Gnats this sucks.

KobaOregonherper

Chameleon Enthusiast
My bioactive enclosure has tested me yet again. You'd think after finally stabilizing from a relatively large quantity of spider mites deciding to plague my enclosure that my troubles would be over. Nope. Enter in wave 2. Fungus gnats. Noticed a large number of these in my leaf litter/substrate today. For those who dont know, the adults are harmless, and if I had frogs I'd welcome them. But their larva eat roots, and fungus gnats breed insanely fast. I'm frustrated and at a loss.

For obvious reasons I'm not completely drying out my enclosure because my chams in there and I dont have anywhere else I can put him. I'm not using dry ice or hydrogen peroxide because my CUC is establishing well and I'm not going to kill them when the plants cost less then they do. Eventually my CUC should out resource them and they'll dissapear, but that wont be for a bit. Which leads me to my thought and question.

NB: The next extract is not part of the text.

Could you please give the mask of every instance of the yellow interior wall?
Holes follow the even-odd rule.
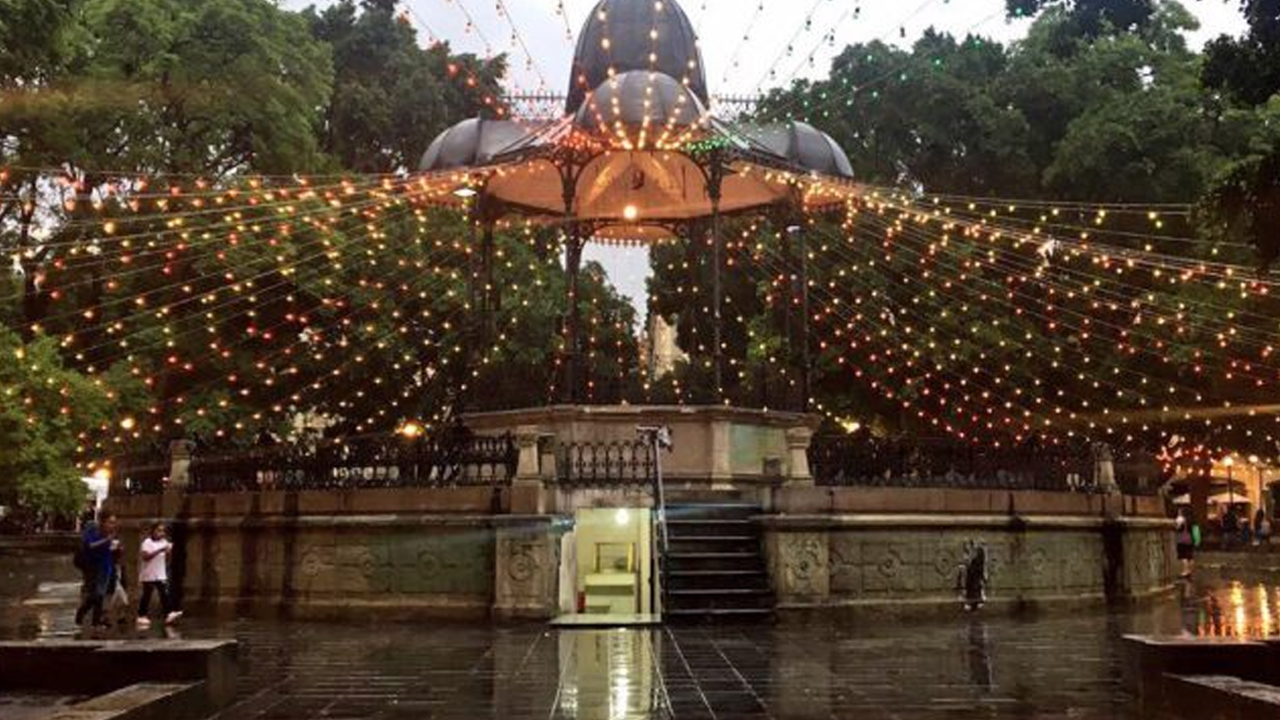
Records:
[[[618,523],[618,511],[625,509],[627,522]],[[634,543],[636,571],[640,588],[639,609],[650,613],[649,577],[653,563],[650,558],[651,523],[647,508],[596,508],[582,509],[575,514],[574,535],[578,545],[577,592],[586,589],[587,575],[596,571],[596,544]]]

Pitcher plants. These apparently work great for taking care of fungus gnats, but are they a problem with Panthers? Anyone have experience with pitcher plants in a bioactive setup with chams?
 
There's a nepenthes pitcher in my Parsons bio enclosure. It works pretty well on them, but the real gnat control is sundews. Trust me on this, sundews obliterate fungus gnats. Just keep a couple on a window or something in the same room and the gnats will be gone in no time. Butterworts and pitchers also work well if you want to try those too, but sundews are the best. I've found no other method come close to controlling them in the same way and as easy.